After a pause he said: “Well, yes.”

“Why?”

“It’s not … normal for the woman to get on top.”

“I’ve no idea what people think is normal—I’ve never been in bed with a man before.”

“I should hope not!”

“But how do you know what’s normal?”

“Never you mind.”

He had probably seduced a few seamstresses and shopgirls who were overawed by him and let him take charge. Lizzie had no experience but she knew what she wanted and believed in taking it. She was not going to change her ways. She was enjoying it too much. Jay was, too, even though he was shocked: she could tell by his vigorous movements and the pleased look on his face afterward.

She got up and went naked to the window.
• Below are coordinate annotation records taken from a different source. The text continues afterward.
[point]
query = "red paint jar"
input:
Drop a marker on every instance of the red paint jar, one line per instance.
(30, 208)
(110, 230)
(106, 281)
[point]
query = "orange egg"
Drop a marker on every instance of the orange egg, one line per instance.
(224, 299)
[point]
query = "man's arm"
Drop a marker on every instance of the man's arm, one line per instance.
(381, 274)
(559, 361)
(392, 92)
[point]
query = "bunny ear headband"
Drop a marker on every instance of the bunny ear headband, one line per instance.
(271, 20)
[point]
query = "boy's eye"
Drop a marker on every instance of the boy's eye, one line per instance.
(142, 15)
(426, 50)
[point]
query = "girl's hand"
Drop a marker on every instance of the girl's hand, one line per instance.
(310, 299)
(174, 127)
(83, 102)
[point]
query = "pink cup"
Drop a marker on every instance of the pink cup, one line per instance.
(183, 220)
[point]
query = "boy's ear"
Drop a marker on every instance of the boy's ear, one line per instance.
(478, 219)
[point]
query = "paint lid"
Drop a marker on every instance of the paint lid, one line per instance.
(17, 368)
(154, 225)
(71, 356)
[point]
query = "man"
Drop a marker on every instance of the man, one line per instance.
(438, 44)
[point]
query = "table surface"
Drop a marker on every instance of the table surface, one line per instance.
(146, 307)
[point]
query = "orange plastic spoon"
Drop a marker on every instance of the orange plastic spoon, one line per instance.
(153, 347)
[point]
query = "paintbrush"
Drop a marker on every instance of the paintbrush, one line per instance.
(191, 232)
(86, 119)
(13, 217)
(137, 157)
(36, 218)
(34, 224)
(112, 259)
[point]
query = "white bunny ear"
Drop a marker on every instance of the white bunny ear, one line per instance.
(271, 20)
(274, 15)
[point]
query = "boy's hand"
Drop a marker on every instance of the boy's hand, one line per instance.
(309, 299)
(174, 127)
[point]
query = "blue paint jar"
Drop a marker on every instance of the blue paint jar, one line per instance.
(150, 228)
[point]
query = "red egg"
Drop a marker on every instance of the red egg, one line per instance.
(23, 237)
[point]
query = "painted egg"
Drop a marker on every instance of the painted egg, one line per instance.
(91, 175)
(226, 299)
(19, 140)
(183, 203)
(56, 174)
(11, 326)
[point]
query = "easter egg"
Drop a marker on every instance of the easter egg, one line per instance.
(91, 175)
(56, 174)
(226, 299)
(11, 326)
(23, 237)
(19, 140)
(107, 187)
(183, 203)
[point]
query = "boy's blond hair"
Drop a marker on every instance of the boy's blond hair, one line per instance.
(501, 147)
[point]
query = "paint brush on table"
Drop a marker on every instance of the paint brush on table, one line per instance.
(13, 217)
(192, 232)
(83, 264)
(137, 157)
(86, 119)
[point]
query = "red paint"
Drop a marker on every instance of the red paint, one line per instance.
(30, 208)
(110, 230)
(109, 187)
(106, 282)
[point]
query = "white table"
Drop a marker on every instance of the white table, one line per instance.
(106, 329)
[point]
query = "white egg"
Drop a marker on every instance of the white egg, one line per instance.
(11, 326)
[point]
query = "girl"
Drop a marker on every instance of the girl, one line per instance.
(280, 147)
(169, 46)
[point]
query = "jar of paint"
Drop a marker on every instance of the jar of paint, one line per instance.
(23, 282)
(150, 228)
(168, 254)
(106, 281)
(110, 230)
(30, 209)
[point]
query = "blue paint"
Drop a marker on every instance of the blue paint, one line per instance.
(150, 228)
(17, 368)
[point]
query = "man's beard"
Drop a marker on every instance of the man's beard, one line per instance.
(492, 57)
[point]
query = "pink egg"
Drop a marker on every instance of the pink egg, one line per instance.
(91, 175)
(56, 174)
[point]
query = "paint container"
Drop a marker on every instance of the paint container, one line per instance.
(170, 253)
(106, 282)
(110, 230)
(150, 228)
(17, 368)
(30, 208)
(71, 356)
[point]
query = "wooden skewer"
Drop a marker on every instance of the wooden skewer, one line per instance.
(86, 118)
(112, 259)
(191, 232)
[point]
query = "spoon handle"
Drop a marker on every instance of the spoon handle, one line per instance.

The weather was cold but sunny. The church bells were ringing muffled because it was a hanging day: one or more criminals would be executed this morning. Half the city’s workingpeople would take an unofficial day off, and many of them would flock to Tyburn, the crossroads at the northwestern corner of London where the gallows stood, to see the spectacle. It was the kind of occasion when rioting could break out, so Jay’s regiment would be on alert all day. However, Jay had one more day’s leave.

She turned to face him and said: “Take me to the hanging.”

He looked disapproving. “A gruesome request.”

“Don’t tell me it’s no place for a lady.”

He smiled. “I wouldn’t dare.”

“I know that rich and poor women and men go to see it.”

“But why do you want to go?”

That was a good question. She had mixed feelings about it. It was shameful to make entertainment of death, and she knew she would be disgusted with herself afterward. But her curiosity was overwhelming. “I want to know what it’s like,” she said. “How do the condemned people behave? Do they weep, or pray, or gibber with fear? And what about the spectators? What is it like to watch a human life come to an end?”